J. Whitner Kennedy, 1888-1891
Joseph Whitner Kennedy became the third president of Presbyterian College in 1888. Raised in Williamston, South Carolina, Kennedy attended Davidson College and was an educator and the Superintendent of Public Education in Greenville County for two years. He came to Clinton as the principal of the preparatory department of Clinton High School and taught English literature in the collegiate department. He had been admitted to the bar in 1883 but preferred educational work.
During his brief tenure at PC, Clinton College was re-chartered in 1890 as the Presbyterian College of South Carolina, the curriculum was modernized, and the college received sixteen acres across Broad Street from Recitation Hall for the development of the West Plaza.

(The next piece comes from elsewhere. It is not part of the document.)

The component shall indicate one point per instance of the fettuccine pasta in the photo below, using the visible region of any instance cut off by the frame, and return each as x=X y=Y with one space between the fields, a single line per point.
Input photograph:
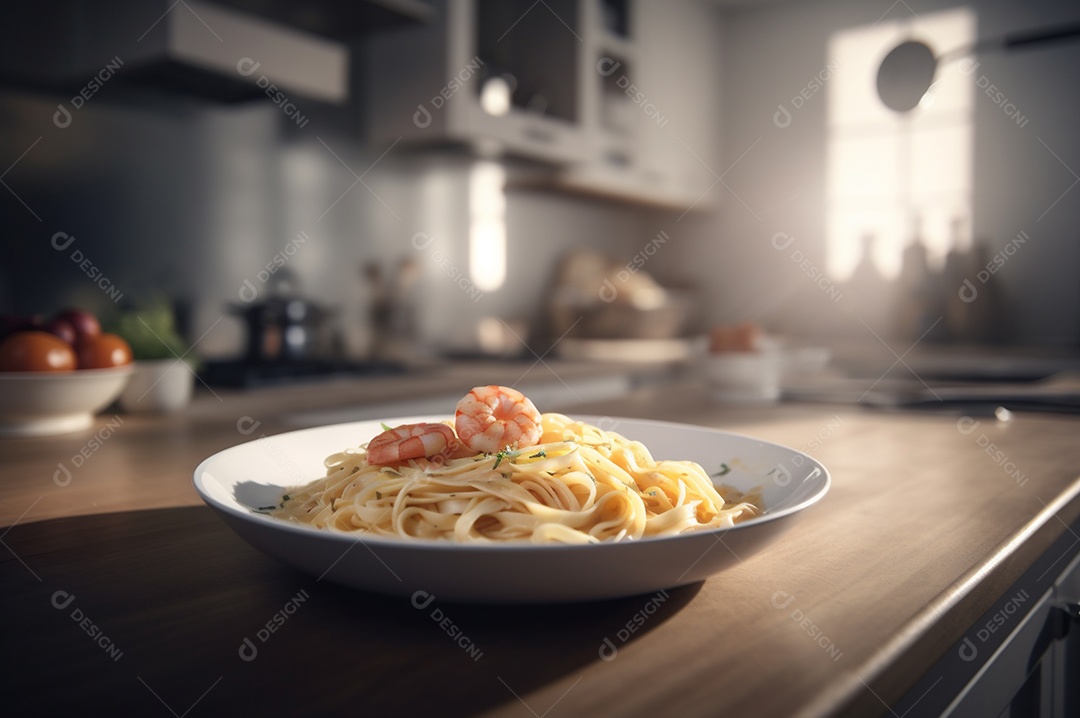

“This gift of land immediately sparked the first really productive action on the part of the fledgling Alumni Association, which endorsed the plan to raise $2,500 to build a dormitory [Alumni Hall] on the new site” (Hammet, 12). In 1891, the college had been in operation only ten years, thus alumni fundraising was limited to the twenty-three graduates of the college up to that point (Registrar’s Book of Graduates, Presbyterian College, Archives and Special Collections). J. Ferdinand Jacobs, professor and financial agent of the college was “so adept at fundraising that he brought in enough subscriptions during the opening months of 1891 to underwrite the construction of the proposed first dormitory” which was completed by October of that year (Hammet, 14).

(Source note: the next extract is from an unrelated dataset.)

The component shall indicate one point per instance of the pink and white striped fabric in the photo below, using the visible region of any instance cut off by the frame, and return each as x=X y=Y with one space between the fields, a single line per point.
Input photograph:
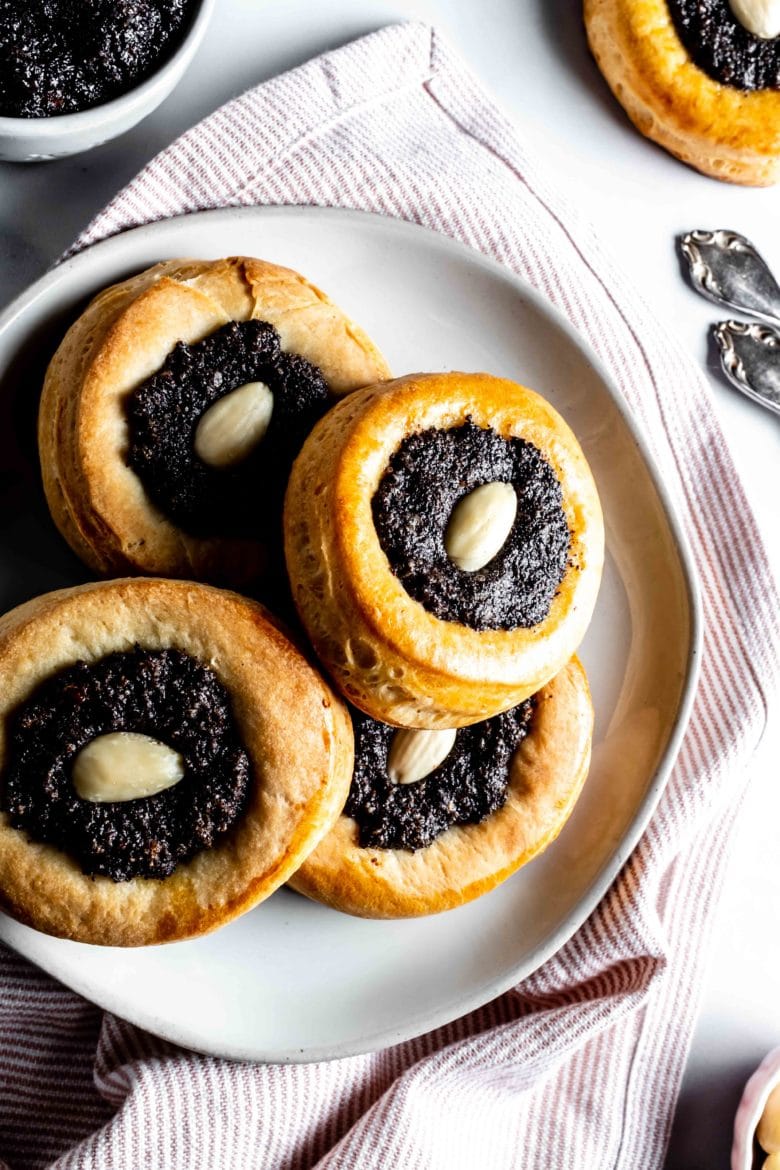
x=580 y=1065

Kennedy, the father of four young children, “gave much of his small salary to help the struggling college,” according to a letter to Dr. Marshall Brown from Katharine Bean Graham, wife of PC Professor Bothwell Graham. J. W. Kennedy was the father of PC student Fronde Kennedy, class of 1896. Miss Kennedy later became the second Dean of Women at Duke University. Fronde received an Honorary Doctorate of literature from PC in 1924.
Kennedy’s presidency was ended by his sudden death at the age of 36 in February of 1891.